GM provides direct employment for over 50,000 people in Europe, with major plants located in Germany, Spain, Poland, Belgium and the UK.
About 25,000 of these jobs are in Germany, 7,000 in Spain and close to 5,000 in Britain. Another 5,000 jobs are located in Sweden, mainly at carmaker Saab, which is owned by GM.
However, the company indirectly provides hundreds of thousands of other jobs throughout Europe in part suppliers and other support industries.
GM management estimate the company is currently running at close to 30 per cent overcapacity in Europe due to falling sales, a problem it says could be solved by closing three production plants.

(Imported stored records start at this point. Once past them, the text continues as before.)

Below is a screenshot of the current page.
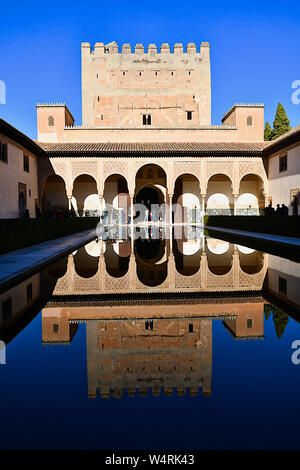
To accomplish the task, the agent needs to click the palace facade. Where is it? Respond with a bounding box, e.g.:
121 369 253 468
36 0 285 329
0 42 300 218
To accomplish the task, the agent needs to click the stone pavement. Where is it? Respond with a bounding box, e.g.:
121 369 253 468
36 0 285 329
0 229 97 290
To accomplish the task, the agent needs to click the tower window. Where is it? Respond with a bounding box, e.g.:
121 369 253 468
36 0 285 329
27 283 32 302
48 116 54 127
143 114 151 126
278 276 287 295
23 155 29 173
2 297 12 320
279 155 287 172
0 141 7 163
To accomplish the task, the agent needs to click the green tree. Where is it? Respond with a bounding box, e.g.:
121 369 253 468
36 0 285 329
271 103 291 140
273 308 289 339
264 121 272 140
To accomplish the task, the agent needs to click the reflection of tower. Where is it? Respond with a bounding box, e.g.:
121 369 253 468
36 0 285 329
86 319 212 398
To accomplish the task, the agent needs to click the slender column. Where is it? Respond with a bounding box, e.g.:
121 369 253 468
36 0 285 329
130 225 134 255
98 194 103 216
201 194 206 215
68 194 72 211
130 194 134 225
169 194 173 225
233 194 239 215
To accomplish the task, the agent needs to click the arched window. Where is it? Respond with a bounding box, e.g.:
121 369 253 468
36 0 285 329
147 168 153 178
48 116 54 127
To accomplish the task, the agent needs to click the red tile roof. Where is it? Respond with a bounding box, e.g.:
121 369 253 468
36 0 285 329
39 142 267 156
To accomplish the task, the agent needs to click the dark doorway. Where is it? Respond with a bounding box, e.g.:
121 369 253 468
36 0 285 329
18 183 27 218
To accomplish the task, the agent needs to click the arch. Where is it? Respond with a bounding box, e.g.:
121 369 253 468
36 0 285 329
135 163 168 185
84 240 101 258
41 173 68 216
72 173 100 215
135 238 168 287
74 246 99 279
104 243 130 278
247 116 253 127
173 173 201 223
206 173 234 215
206 238 234 276
236 173 265 215
103 173 130 223
134 163 167 204
46 256 68 280
238 247 264 274
173 239 201 276
134 184 165 222
48 116 55 127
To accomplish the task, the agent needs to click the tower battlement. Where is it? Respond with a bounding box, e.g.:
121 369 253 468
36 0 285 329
81 41 211 127
81 41 209 56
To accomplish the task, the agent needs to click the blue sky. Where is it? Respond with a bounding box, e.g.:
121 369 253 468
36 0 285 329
0 0 300 138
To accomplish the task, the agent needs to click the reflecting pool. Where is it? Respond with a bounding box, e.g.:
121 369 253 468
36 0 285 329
0 227 300 449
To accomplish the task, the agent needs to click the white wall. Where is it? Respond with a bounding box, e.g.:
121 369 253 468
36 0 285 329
0 135 38 219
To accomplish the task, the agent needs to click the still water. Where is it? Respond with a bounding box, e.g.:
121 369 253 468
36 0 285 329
0 228 300 449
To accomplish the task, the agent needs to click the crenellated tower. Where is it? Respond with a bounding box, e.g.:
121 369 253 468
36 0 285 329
81 42 211 128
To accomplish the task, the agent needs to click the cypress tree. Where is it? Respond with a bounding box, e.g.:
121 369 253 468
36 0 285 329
264 121 272 140
271 103 291 140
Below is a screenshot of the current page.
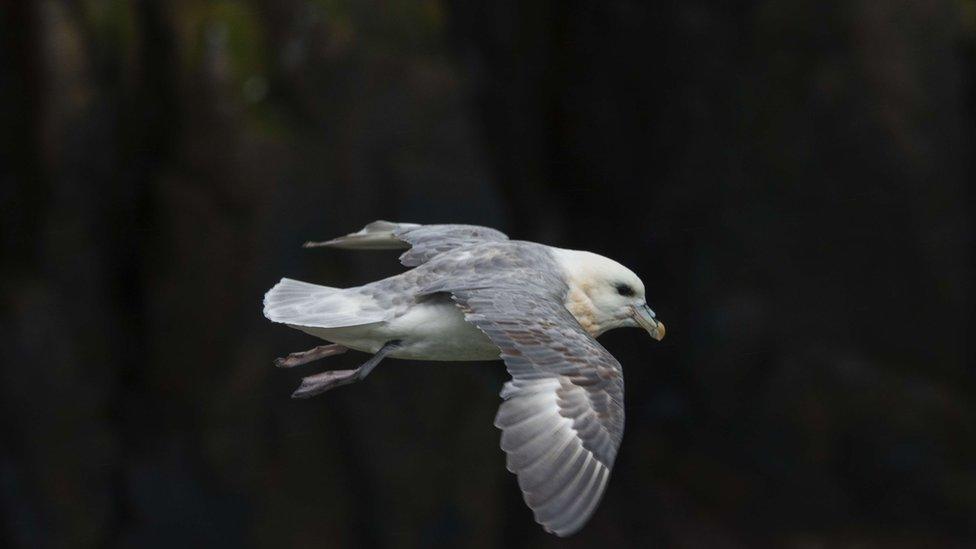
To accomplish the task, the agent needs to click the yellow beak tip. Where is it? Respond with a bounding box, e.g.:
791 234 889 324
651 321 667 341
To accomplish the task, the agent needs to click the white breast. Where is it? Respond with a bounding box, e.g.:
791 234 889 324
301 299 499 360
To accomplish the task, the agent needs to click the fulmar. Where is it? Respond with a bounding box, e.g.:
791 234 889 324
264 221 664 536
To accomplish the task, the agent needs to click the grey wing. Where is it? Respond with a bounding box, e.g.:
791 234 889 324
305 221 508 267
452 284 624 536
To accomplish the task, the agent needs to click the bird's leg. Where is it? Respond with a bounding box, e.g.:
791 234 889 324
275 343 349 368
291 341 400 398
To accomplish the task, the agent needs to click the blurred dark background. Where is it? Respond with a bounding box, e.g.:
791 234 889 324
0 0 976 548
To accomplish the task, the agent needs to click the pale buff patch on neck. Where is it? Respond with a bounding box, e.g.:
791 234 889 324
565 281 602 337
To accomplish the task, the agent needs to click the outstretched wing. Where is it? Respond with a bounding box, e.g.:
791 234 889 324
305 221 508 267
451 283 624 536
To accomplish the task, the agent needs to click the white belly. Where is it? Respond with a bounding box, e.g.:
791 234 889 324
301 300 500 360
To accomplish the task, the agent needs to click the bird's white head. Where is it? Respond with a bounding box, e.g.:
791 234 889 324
554 249 665 340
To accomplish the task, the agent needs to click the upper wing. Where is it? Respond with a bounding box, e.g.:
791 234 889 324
305 221 508 267
451 283 624 536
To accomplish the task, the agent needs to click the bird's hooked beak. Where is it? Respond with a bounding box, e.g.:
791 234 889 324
632 303 665 341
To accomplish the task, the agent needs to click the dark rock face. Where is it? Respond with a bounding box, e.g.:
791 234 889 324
0 0 976 547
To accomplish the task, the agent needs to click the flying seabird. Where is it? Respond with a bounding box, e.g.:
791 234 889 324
264 221 664 536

They have been in talks with several European countries over supplying emergency aid and have asked Germany in particular to provide a €3.3 billion cash injection in exchange for shares in the company.
Nevertheless, government officials worry that the money would simply work its way back to Detroit with little benefit to workers in Germany, where GM's Opel unit is its largest component in Europe.
GM Europe's president, Carl-Peter Forster, appealed to the British government to provide support as well.
"The British government can't expect the German government to carry all that burden," he said. "It has to be a shared burden."
So far Britain has sanctioned €2.6 billion (£2.3bn) in loan guarantees to the automobile sector as a whole but has resisted bailing out individual companies.
GM is keen to keep its Opel brand, but could allow Saab fall into bankruptcy unless the Swedish government steps in with a restructuring package.
Mr Henderson said GM was determined to cut weaker units in order to keep more successful ones alive.
"The Opel brand is not like Saab," Mark Fulthorpe, an analyst at CMS Worldwide, an automotive consultant in England told Bloomberg news agency.
"Opel is the volume driver for Europe and also for lighter, more fuel-efficient cars on a global level."